Tipps für Schüler | So geht ihr vor

Euer Thema finden

Geht in Eurer Heimat auf die Suche nach Erinnerungszeichen: Aufnahmen akustischer Spuren, z. B. verschiedene Tonträger wie Kassetten, Schallplatten usw., aber auch Bauwerke, Denkmäler, Jubiläen, Feste, Wallfahrten, Märkte, Straßennamen, Gedenkstätten, Stadtarchive, Museen, Gemälde, Zeichnungen, Landkarten, Bücher oder das Internet können als Quellen dienen.
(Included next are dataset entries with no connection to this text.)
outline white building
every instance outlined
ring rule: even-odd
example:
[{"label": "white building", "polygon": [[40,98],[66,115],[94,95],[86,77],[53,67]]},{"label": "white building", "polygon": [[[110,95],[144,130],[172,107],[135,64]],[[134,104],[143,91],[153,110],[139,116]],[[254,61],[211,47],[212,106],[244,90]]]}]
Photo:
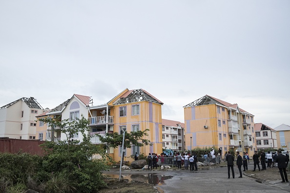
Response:
[{"label": "white building", "polygon": [[162,119],[162,148],[173,151],[185,149],[184,123]]},{"label": "white building", "polygon": [[263,123],[255,123],[257,150],[277,149],[276,131]]},{"label": "white building", "polygon": [[43,109],[33,97],[23,97],[0,107],[0,137],[36,138],[36,116]]}]

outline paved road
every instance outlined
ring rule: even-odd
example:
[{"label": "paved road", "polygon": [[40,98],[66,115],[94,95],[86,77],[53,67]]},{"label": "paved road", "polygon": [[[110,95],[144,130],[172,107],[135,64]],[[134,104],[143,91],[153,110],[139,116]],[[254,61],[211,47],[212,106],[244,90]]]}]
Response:
[{"label": "paved road", "polygon": [[[238,168],[234,168],[235,178],[231,176],[228,178],[228,168],[218,167],[209,170],[199,170],[198,172],[190,172],[189,171],[175,170],[160,171],[152,172],[130,171],[122,172],[122,174],[131,175],[133,177],[152,175],[171,176],[163,177],[164,183],[156,185],[158,191],[162,193],[278,193],[290,192],[290,183],[281,183],[281,179],[264,183],[255,181],[252,177],[243,175],[242,178],[239,176]],[[249,164],[249,170],[253,170],[252,164]],[[105,172],[107,174],[118,174],[118,172]],[[149,174],[148,175],[148,174]],[[136,177],[137,176],[137,177]],[[157,177],[157,176],[155,176]],[[169,179],[168,179],[169,178]],[[147,178],[145,178],[146,180]],[[149,177],[148,177],[148,181]],[[137,181],[139,181],[137,180]]]}]

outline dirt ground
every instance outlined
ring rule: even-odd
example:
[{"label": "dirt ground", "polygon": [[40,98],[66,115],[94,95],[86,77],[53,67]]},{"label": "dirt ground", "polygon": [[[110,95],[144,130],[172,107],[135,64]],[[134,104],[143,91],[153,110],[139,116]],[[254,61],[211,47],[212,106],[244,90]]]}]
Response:
[{"label": "dirt ground", "polygon": [[108,186],[100,190],[100,193],[158,193],[153,185],[138,181],[119,181],[119,179],[107,179]]},{"label": "dirt ground", "polygon": [[[226,164],[221,164],[215,167],[225,166]],[[261,166],[260,166],[261,167]],[[213,167],[215,167],[214,166]],[[243,167],[242,168],[243,169]],[[267,183],[277,181],[277,182],[282,181],[279,169],[277,167],[267,168],[266,170],[259,171],[258,169],[256,172],[252,172],[249,170],[243,172],[244,175],[249,177],[253,177],[257,182]],[[287,174],[290,180],[290,172],[287,171]],[[158,191],[154,188],[153,185],[145,182],[139,182],[137,181],[128,181],[119,179],[109,178],[106,179],[107,187],[100,190],[98,192],[101,193],[158,193]]]}]

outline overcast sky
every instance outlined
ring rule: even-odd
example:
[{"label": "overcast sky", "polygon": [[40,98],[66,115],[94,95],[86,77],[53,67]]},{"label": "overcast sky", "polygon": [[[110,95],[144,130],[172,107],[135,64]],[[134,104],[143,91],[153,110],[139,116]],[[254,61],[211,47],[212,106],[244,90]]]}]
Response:
[{"label": "overcast sky", "polygon": [[210,95],[290,125],[290,1],[0,0],[0,107],[144,89],[162,118]]}]

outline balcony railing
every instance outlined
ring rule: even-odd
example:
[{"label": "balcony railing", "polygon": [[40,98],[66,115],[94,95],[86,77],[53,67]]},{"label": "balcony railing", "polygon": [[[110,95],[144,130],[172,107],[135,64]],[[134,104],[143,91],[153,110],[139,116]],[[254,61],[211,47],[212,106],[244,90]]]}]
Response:
[{"label": "balcony railing", "polygon": [[231,119],[231,120],[236,120],[236,121],[238,120],[237,116],[236,116],[232,115],[230,115],[229,118],[229,119]]},{"label": "balcony railing", "polygon": [[243,118],[243,124],[250,124],[250,121],[249,118]]},{"label": "balcony railing", "polygon": [[252,146],[253,142],[252,141],[250,141],[249,140],[244,140],[244,145],[245,146]]},{"label": "balcony railing", "polygon": [[114,123],[114,116],[108,116],[108,120],[106,120],[106,118],[107,116],[100,116],[89,117],[90,125]]},{"label": "balcony railing", "polygon": [[[108,133],[112,132],[111,131],[109,131]],[[93,144],[100,144],[102,143],[102,141],[100,140],[100,137],[99,136],[95,135],[96,134],[99,134],[101,136],[103,137],[105,137],[106,135],[106,131],[103,131],[101,132],[91,132],[90,133],[90,135],[92,136],[91,138],[91,143]]]},{"label": "balcony railing", "polygon": [[238,146],[240,145],[239,140],[230,139],[229,140],[229,145],[231,146]]}]

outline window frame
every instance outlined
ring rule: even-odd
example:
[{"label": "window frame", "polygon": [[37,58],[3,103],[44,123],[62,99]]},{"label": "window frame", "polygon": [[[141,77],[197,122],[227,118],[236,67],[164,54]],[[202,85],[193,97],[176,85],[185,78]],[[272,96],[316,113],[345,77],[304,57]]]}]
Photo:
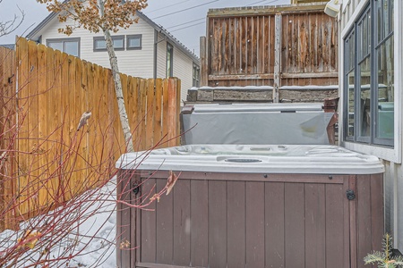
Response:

Holt Euch von Anfang an Rat bei Euren Lehrkräften, besucht Stadtarchive und Heimatmuseen, kontaktiert die Heimat- oder Geschichtsvereine in Eurer Region. Nützliche Links und Tipps für Ansprechpartnerinnen und Ansprechpartner findet Ihr auf der Homepage des Wettbewerbs.

Ein Besuch des Museums im Haus der Bayerischen Geschichte in Regensburg und seiner Online-Portale sowie der Landesausstellung 2026 „Musik in Bayern“ (vom 25. April bis 8. November 2026) im neuen TonYversum-Gebäude in Freyung sind empfehlenswert.

Weitere Informationen findet Ihr unter www.bayerische-museumsakademie.de.

Eure Arbeit gut planen

Setzt Euch ein klares Ziel und nehmt Euch nicht zu viel vor. Plant genau, erstellt einen Terminplan und legt die Aufgabenbereiche fest. Überlegt Euch auch die Form Eures Beitrags. Sucht eine Lehrkraft, die das Projekt begleitet und Euch dabei unterstützt, wenn Ihr auf Recherche geht und dazu Kontakt mit verschiedenen Expertinnen und Experten aufnehmt.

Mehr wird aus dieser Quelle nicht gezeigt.